Don Abbondio teutonico, Attila è un bizzarro codardo in grado di ammantare il suo difetto di coraggiosa lungimiranza al punto da costruire un suo sistema metafisico che nel corso del viaggio si trasforma in paranoia pura, nonostante i santippeschi richiami alla realtà della moglie fedele.
Considerato dall’autore un vertice del comico, il Viaggio ha avuto nel tempo lettori entusiastici, da Tieck a Hebbel, da Kierkegaard ad Arno Schmidt, mentre minor fortuna gli arrise quanto alle traduzioni: un capitoletto in inglese grazie a Thomas Carlyle, e uno in italiano grazie a Cesare Cantù.
Ci provo adesso io, a tradurlo intero, per i tipi di Del Vecchio. Uscirà a maggio, in tempi di coronavirus sperabilmente sconfitto. Per intanto qui sotto la pagina finale. Ogni riferimento a fatti, idee e persone rinvenibile in essa, come anche in questa mia premessa, è ovviamente immaginario.
Dario Borso

Così pervenimmo entrambi innamorati all’hotel; e avrei forse nel bel giorno vissuto ancora l’estate tardiva di una splendida notte fonda, se il diavolo non mi avesse condotto sul nono volume di Lichtenberg, e precisamente alla pagina 206, dove sta scritto questo: «Ma è possibile che in futuro i nostri chimici trovino un modo per dissolvere improvvisamente la nostra atmosfera mediante una specie di fermento. Così il mondo potrebbe soccombere.» Ah, proprio vero! Siccome il globo terrestre sta incapsulato nel più grande globo atmosferico: scopra un furfante chimico su una qualche remota Isola dei Furfanti o nella Nuova Olanda un mezzo di dissolvimento dell’atmosfera, simile più o meno a ciò che una scintilla è per un carro di munizioni: in poche ore il mostruoso sbuffante ciclone mondiale afferra alla gola me e voi a Flätz, e il mio respiro nell’aria asfissiante è spacciato come tutto quanto – La terra è divenuta un gran calvario pieno di forche, dove persino il bestiame è stecchito – Misture di vermi e cimici, aratri di Bradley contro i formicai e polveri topicide e trappole per lupi e casse mutue per i capi morti di bestiame non sono dunque più particolarmente necessari nell’asfissia mondiale, nel flagello mondiale, e il diavolo s’è preso tutto nella bartolomeica notte in cui è stato casualmente scoperto il maledetto «fermento».
Comunque celai a mia moglie ogni pensiero notturno di morte, poiché o avrebbe solo condiviso il mio dolore o addirittura mi avrebbe canzonato allegramente.

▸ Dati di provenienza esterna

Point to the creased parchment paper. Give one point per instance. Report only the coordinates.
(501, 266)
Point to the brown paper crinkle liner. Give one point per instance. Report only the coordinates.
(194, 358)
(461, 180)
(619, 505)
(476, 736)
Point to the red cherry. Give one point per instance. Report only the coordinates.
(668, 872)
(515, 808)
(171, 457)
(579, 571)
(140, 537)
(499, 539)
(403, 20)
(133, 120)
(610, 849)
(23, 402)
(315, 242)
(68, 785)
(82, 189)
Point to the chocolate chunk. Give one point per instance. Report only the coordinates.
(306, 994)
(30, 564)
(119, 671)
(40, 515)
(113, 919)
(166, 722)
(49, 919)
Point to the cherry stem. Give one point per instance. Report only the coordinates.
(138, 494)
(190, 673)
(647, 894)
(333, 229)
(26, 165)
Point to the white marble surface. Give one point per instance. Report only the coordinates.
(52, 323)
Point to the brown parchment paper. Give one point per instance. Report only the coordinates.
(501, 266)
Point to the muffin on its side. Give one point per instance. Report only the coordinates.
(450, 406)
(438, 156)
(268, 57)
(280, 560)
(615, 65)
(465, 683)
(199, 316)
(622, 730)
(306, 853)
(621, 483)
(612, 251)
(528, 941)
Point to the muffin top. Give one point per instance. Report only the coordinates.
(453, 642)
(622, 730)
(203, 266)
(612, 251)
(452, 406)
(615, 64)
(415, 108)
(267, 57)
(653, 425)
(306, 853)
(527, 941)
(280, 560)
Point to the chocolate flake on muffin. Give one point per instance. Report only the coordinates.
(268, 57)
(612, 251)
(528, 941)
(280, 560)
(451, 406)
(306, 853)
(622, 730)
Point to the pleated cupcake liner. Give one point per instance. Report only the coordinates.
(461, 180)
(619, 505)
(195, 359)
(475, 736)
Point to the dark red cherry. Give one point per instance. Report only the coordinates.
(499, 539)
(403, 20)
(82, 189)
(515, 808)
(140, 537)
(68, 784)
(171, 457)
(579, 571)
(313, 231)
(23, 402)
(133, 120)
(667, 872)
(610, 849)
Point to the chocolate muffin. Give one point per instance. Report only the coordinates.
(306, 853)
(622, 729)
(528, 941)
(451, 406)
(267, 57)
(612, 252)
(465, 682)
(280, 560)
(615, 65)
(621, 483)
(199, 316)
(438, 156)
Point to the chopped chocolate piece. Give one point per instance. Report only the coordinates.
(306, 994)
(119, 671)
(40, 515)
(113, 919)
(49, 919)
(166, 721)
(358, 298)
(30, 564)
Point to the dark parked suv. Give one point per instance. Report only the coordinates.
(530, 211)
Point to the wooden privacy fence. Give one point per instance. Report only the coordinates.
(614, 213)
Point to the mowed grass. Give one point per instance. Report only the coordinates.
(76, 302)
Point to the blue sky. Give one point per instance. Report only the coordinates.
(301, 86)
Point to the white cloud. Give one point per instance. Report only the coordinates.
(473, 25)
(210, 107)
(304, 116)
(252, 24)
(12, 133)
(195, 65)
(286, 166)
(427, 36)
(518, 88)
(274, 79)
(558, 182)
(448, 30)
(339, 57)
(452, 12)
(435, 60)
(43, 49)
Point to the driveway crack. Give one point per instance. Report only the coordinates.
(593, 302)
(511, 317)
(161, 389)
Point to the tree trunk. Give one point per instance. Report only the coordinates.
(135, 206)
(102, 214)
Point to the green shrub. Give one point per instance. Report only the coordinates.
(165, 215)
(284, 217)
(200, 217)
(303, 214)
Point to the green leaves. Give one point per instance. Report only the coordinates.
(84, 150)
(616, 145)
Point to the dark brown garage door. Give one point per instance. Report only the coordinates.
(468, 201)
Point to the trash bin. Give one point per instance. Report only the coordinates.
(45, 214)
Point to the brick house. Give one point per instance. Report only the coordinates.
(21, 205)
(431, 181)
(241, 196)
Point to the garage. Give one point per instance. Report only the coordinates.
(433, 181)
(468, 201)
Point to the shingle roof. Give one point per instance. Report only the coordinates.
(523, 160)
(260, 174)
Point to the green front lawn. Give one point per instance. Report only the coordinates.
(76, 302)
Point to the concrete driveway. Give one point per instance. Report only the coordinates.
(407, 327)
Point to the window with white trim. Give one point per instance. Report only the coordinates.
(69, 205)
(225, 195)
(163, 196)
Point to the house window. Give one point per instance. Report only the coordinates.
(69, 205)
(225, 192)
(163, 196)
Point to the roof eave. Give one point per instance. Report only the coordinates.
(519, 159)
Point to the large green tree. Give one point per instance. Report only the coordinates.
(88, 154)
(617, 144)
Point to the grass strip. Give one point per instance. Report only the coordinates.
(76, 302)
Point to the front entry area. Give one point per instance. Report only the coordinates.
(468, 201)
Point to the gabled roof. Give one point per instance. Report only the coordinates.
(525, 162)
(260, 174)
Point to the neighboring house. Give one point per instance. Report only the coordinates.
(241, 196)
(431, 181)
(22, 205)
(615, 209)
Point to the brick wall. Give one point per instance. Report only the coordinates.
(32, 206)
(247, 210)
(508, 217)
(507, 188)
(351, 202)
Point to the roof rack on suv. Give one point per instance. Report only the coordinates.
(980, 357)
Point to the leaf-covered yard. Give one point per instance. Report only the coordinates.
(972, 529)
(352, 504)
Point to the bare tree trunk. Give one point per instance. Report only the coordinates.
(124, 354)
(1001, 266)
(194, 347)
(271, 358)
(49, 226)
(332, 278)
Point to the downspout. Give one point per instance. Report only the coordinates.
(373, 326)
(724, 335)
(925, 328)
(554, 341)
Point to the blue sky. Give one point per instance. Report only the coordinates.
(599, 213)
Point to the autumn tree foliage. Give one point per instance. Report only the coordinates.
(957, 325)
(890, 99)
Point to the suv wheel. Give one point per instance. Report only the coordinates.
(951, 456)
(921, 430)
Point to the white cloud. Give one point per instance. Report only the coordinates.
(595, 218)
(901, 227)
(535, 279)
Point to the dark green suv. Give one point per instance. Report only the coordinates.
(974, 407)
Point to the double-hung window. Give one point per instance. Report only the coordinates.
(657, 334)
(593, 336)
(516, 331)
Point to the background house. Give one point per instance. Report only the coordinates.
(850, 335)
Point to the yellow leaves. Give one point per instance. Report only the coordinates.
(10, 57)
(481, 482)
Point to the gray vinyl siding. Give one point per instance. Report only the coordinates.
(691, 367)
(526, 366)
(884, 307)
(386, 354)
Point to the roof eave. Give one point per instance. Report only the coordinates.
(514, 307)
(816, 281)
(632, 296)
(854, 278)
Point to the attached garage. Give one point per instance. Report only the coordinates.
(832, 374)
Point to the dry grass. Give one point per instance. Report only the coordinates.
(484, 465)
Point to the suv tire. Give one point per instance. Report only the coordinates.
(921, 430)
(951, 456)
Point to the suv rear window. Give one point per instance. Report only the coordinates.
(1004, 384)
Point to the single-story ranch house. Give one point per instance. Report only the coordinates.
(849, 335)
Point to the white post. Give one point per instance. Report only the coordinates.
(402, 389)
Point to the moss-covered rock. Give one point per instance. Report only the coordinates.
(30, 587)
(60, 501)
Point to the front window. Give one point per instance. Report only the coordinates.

Al mattino ognuno partì lieto, eccettuato me; ché pure davanti alla migliore aurora tenevo ancor sempre lievitante in testa il notturno fermento del diavolo e mezzo di dissolvimento del mio globo cerebrale oltreché del terrestre; una dimostrazione che la notte non aveva per nulla fatto esagerare me e la mia paura. Anche il misterioso passeggero dell’andata prese di nuovo posto in carrozza e mi guardò come al solito, senza effetto però; stavolta infatti che avevo in testa sconvolgimenti mondiali, non solo i miei, il passeggero era per me più uno spasso e un’attrazione; come nessuno mentre gli segano un piede avverte il mal di cuore o tra il ronzare dei cannoni si guarda da quello delle vespe, allo stesso modo un passeggero con tutte le diffide che il suo viso un po’ sospetto lancia nel mio futuro prossimo o remoto, poté sembrarmi solo ridicolo in un momento in cui riflettevo che il «fermento» avrebbe potuto durante il mio tragitto da Flätz a casa venire casualmente scoperto e rilasciato da qualche ricercatore e sperimentatore europeo o americano!
Purtroppo rimasi sprofondato in questo Giorno Finale del Fermento con tutti i sensi, senza più per l’intero viaggio di ritorno provare e notare altro che giunsi giusto là, dove al contempo vidi il passeggero aggiunto riandare per la sua strada.
Solo la mia mogliettina guardai costantemente nel tragitto, in parte per vederla ancora tanto a lungo quanto durano vita e occhi, in parte per anche al minimo pericolo da lei corso, fosse poi grosso o addirittura un intero franante Goldau e devastante Giudizio Universale, morire se non per lei almeno presso lei, e così unito a lei abortire una vita tormentata e tormentosa in cui non è stata comunque esaudita la metà dei miei voti al suo riguardo.
Così sarebbe dunque in sé concluso il mio Viaggio – – Solo, mi sta ancora in testa il maledetto fermento. Vivete dunque bene, finché rimangono atmosfere da inspirare.
Il vostro
Attila Schmelzle
Testo tratto da Jean Paul, Viaggio a Flätz, di prossima uscita per Del Vecchio Editore (traduzione di Dario Borso).